For example in a videa about u-boot, https://www.youtube.com/watch?v=INWghYZH3hI, near time 43:01, I see the lecturer gives u-boot the kernel address and fdt address but not the initramfs address. (bootz 0x80000000 - 0x80800000) but linux boots to the login prompt and he can log in.
How come this is possible? I understand after the kernel boots it starts init process in the initramfs.(I forgot there were a precedence). Without initramfs, how is it possible to run login process or shell?
(it's related to programming so I ask it here. If requested I can move it to unix stackexchange. Is there a method of moving a question to somerewhere else automatically? guess not..)
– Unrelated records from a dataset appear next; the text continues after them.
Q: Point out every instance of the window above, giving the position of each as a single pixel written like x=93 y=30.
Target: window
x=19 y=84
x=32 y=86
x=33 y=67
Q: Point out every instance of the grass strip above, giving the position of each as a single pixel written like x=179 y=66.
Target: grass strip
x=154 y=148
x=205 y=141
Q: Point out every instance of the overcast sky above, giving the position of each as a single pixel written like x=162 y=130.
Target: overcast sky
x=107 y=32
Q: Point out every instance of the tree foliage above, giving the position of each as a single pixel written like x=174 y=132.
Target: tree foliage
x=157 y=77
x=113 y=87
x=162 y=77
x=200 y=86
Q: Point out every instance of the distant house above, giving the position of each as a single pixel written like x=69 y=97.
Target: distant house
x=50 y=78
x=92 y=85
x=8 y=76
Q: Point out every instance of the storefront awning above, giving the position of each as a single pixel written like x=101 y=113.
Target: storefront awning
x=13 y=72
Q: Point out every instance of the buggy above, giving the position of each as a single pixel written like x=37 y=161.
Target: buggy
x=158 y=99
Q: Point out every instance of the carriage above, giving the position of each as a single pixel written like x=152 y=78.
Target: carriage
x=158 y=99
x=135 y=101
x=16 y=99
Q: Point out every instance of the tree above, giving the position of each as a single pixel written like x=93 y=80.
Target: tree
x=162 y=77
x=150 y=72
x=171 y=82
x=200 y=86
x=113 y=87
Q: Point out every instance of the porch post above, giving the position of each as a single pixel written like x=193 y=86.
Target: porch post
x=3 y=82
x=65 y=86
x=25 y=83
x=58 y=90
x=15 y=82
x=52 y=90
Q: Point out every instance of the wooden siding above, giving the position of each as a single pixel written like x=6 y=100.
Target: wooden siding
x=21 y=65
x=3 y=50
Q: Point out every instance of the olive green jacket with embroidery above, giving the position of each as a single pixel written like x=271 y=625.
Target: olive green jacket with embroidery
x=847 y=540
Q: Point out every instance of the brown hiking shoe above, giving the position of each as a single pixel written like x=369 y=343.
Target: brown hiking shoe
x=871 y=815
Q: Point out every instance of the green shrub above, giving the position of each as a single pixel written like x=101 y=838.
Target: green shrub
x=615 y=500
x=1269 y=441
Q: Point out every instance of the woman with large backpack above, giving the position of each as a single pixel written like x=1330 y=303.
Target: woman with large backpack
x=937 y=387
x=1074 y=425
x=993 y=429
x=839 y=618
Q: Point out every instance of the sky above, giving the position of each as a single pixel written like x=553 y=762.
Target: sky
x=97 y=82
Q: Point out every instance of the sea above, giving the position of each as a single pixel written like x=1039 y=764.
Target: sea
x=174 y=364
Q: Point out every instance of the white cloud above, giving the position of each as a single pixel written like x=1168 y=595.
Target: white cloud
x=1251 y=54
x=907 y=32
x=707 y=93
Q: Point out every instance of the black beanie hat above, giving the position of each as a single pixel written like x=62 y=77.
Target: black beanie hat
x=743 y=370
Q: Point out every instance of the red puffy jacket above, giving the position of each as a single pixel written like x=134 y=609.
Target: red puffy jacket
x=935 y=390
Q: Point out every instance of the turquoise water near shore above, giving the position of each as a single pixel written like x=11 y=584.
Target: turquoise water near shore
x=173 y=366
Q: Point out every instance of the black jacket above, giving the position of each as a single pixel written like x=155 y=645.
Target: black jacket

this is what I learned from the comments with combination with my previous knowledge.
you can embed the initramfs.tar.gz file in the kernel binary image using CONFIG_INITRAMFS_SOURCE=nitramfs.cpio.gz in the configuration. (menuconfig). The initramfs image is placed at the end of the kernel image maybe (I remember).
But this was not the case in the youtube video I mentioned in my question. Near 40:29 in the video, the kernel boot command is shown to have "root=/dev/mmcblk0p1 rootfstype=ext4 rootwait console=tty0e,115200". So it's telling the kernel to use SD card 0's partition 1 as the root system after boot, instead of using initramfs.(when you want to use initramfs, you specify root=/dev/ram and pass the initramfs location. in qemu you use -initrd initramfs.cpio.gz option, or in real machine this information is passed through the device tree to the kernel, in the chosen node's initrd-start and initrd-end address.).